Yesterday, I spent some time configuring permalinks in WordPress and setting up a custom 404 error page. The GoDaddy default 404 page is lame. I also wanted to add some JavaScript that Google provides to make some suggestions and ultimately provide a Google search of the site when the page you are looking for can not be found.
First, Google provided me with this code block to include in my custom 404.
<script type="text/javascript"> var GOOG_FIXURL_LANG = 'en'; var GOOG_FIXURL_SITE = 'http://www.flbelt.com/'; </script> <script type="text/javascript" src="http://linkhelp.clients.google.com/tbproxy/lh/wm/fixurl.js"></script>
I was able to edit my theme 404.php file using WordPress Admin -> Appearance -> Editor, and selecting 404.php on the right. I added the JavaScript from Google and the php snippet below at the top to make the pages more search engine friendly (so they would return the proper 404 status code, rather than 200 OK when serving up the page)
<?php
header("HTTP/1.0 404 Not Found");
header("Status: 404 Not Found");
get_header(); ?>
Now came the tricky part, when I would go to the GoDaddy control panel choose 404 Error Behavior, select custom and input /index.php?error=404 or /?error=404 as required by WordPress, GoDaddy would return an error and say that my custom page could not contain a question mark!

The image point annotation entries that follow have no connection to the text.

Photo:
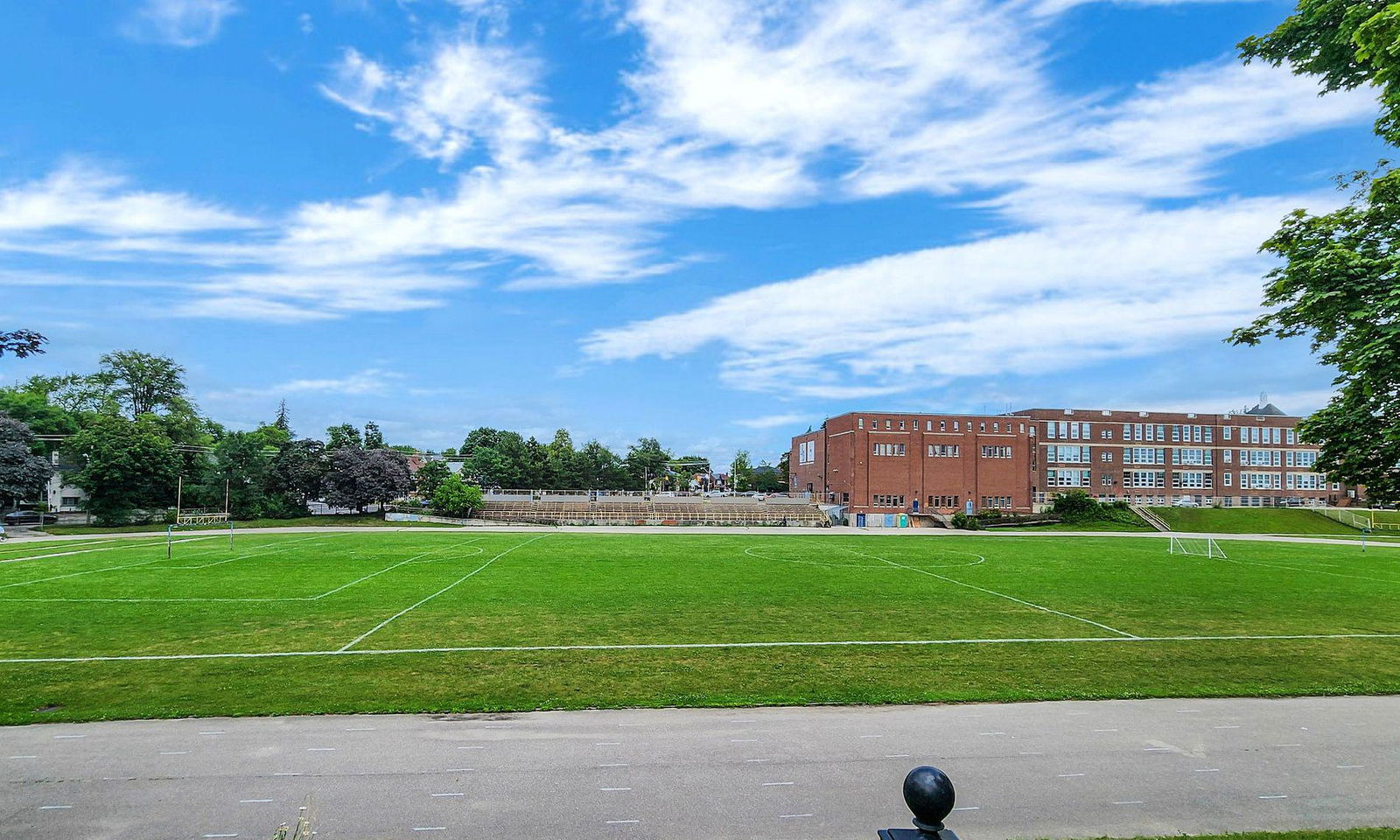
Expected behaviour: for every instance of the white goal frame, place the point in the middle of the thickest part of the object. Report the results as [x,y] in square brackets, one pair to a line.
[1203,546]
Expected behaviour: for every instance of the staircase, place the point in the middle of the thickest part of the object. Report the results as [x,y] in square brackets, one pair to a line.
[1150,517]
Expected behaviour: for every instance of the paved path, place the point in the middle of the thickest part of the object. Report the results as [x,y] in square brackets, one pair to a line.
[1074,769]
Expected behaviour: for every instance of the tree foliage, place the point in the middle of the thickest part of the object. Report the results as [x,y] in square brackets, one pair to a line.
[144,382]
[359,478]
[128,466]
[1339,284]
[23,473]
[21,343]
[430,476]
[455,497]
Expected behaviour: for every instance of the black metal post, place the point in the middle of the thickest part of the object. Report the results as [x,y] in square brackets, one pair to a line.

After searching around a bit, I decided to try to add the error page to .htaccess since GoDaddy would not support the option I was looking for. So I created a .htaccess in the root of my website with the following.
ErrorDocument 404 /?error=404
But in spite of the information in the .htaccess GoDaddy still seemed to redirect to the old error page. Now I was stumped and turned to Google.
There I found this blog entry showed the way to disable GoDaddy’s 404 handling and allow requests to pass to your .htaccess was to select the “Use home page” option (not documented on GoDaddy’s help portal btw).
Then I found this blog entry which pointed out the GoDaddy’s servers only refresh the .htaccess every so often. Their advice, just wait a little bit (was about 15 minutes for me) after you update/add an .htaccess before testing.
Finally it was working! After all that I was even able to turn on more descriptive permalinks in WordPress (which rely on .htaccess working properly also) and that is working now too!
You can use this link to see our custom 404 page. Took a little more time than I had wanted, but im happy with the end result!

#1 by Eric Felker on September 17, 2010 - 12:38 pm
Thank you for this, I was getting very frustrated!